Yes. Earlier rules take precedence if a subsequent rule conflicts.
-
Why use
.oeb (OEBinary) or .oeb.gz
as output format?
The OEB format is particularly suited to use for Omega output and input by
downstream applications.
-
OEB and better, OEB-gzipped are compact. This is particularly important when
parallelizing using PVM.
-
OEB explicitly stores multiconformer molecules as such. Alternatives such as
SDF do not and thus are fundamentally less reliable at preserving these
relationships.
-
OEB, like SDF, allows storage of generic data such as energies and scores.
-
Omega 2.0+ requires OEB output in PVM mode.
-
As of Omega 2.2, -rotorOffsetCompress is true by default which reduces the size
of ouput OEB.
-
Which Omega?
If you enter "omega " and get something like:
This is Omega, Version 3.14159--1.8 (Web2C 7.3.1)
Copyright (c) 1994--1999 John Plaice and Yannis Haralambous
... you're running the wrong program! This Omega is a TeX variant for unicode!
Try specifying the full path of the OpenEye Omega.
-
Can Omega enumerate all the stereoisomers of an input
molecule?
Omega cannot by itself permute the stereo configurations of an input molecule.

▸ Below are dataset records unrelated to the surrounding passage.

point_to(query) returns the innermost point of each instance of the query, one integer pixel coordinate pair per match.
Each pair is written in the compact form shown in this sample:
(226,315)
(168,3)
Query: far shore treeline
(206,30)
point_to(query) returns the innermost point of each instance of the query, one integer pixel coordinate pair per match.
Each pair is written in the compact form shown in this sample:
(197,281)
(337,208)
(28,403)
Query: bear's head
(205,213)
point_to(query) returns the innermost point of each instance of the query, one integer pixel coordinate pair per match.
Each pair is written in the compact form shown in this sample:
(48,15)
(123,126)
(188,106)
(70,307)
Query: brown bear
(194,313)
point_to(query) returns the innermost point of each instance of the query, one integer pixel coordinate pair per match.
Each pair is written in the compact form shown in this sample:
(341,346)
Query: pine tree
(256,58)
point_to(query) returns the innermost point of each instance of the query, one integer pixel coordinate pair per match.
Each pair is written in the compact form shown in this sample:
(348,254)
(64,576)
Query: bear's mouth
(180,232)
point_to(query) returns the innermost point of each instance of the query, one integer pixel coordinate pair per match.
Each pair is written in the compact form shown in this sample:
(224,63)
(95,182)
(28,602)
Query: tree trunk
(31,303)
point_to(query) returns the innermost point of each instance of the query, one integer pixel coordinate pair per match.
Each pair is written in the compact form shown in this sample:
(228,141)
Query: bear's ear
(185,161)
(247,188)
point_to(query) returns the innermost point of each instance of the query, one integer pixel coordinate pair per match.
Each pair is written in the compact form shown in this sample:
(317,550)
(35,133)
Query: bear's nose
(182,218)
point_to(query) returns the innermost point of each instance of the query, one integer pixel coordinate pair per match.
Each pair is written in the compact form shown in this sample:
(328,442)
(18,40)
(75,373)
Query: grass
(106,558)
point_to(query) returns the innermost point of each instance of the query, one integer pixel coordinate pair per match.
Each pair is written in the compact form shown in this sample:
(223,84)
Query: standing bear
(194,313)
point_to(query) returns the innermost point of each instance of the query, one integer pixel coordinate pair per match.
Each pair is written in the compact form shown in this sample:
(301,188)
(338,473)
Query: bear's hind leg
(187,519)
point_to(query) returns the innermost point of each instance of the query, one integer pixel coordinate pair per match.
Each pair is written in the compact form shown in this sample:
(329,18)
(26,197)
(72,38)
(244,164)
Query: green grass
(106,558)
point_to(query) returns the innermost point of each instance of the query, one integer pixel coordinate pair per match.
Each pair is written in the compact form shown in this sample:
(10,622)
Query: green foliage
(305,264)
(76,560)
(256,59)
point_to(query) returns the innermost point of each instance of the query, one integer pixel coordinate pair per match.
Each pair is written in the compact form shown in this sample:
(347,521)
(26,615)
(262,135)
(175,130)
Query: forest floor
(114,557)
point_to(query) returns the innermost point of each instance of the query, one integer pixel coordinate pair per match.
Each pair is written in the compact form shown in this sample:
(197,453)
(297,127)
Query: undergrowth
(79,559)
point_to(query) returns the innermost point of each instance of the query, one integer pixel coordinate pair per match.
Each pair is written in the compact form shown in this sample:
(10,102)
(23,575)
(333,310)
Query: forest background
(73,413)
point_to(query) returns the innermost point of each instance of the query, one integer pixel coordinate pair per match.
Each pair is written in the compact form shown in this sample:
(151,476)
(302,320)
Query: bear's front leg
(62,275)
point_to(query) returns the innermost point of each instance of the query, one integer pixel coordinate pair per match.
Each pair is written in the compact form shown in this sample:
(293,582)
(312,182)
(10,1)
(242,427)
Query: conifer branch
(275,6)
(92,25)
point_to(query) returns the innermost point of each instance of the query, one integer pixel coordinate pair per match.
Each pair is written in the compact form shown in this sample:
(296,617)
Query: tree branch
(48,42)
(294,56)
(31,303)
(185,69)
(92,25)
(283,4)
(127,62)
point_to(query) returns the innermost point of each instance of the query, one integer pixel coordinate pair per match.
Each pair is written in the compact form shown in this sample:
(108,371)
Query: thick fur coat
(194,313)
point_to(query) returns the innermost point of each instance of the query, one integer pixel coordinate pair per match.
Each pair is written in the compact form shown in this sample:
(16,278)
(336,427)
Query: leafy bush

The recommended approach is to enumerate the desired stereoisomers prior to the
Omega run. Omega will infer R/S from the 2D SD file if possible, and stick with
that configuration. Included with Omega is an auxilliary program "flipper"
which can enumerate stereoisomers for such a purpose. In addition, OEChem
includes source code examples for enumerating stereoisomers which can be
customized.
-
What elements can Omega handle?
C, N, O, F, S, P, Cl, Br, I, Si and H. Molecules containing other elements will
be skipped.
-
What does the upcarat ^ symbol mean in the SMARTS in torlib.txt?
Upcarat indicates the hybridization: ^3 means SP3, ^2 means SP2. This is one of
only two differences between OpenEye SMARTS and Daylight SMARTS; see the OEChem
manual for details.
-
What energies are calculated and reported by Omega?
The "-ewindow" value is applied relative to the lowest energy conformer. the
energies written to output formats which can contain energies (.mol2 and .sdf)
are standard MMFF94 energies, in kcal/mol.
-
What force field is used by Omega?
The options -buildff and -searchff are
both set by default to mmff94s_NoEstat which is designed to
improve reproduction of aqueous solution phase conformations. Other choices:
mmff, mmff_NoEstat, mmff_Trunc,
mmff94s, mmff94s_NoEstat, mmff94s_Trunc.
-
Stochastic versus deterministic: when can Omega results
vary for the same inputs?
First and foremost, note that inconsistent results between separate Omega
executions do not imply that results are incorrect relative to the design goals
or stipulated parameters, rmsd, energy, etc. There are no known cases where the
inconsistencies discussed reflect actual errors. However, for several reasons it
is desireable to have numerically identical results for constant program version,
input data and parameters, independent of input order, format, platform, time,
phase of the moon, etc.
Although number of conformers per molecule is a conspicuous result, note that it
can be a deceptive measure. Given the combinatorial nature of conformer
enumeration, that number should probably be regarded on a logarithmic scale. For
example, 440 vs. 220 can result from just one more torsion angle value at one
rotor.
The distance geometry 2D->3D method used in Omega involves a stochastic step
which can result in somewhat different results for the same input molecule. Of
course "stochastic", on a digital computer, usually and in this case implies
pseudo-random numbers based on a seed. It is a design goal that results not
vary or vary minimally due to the stochastic step.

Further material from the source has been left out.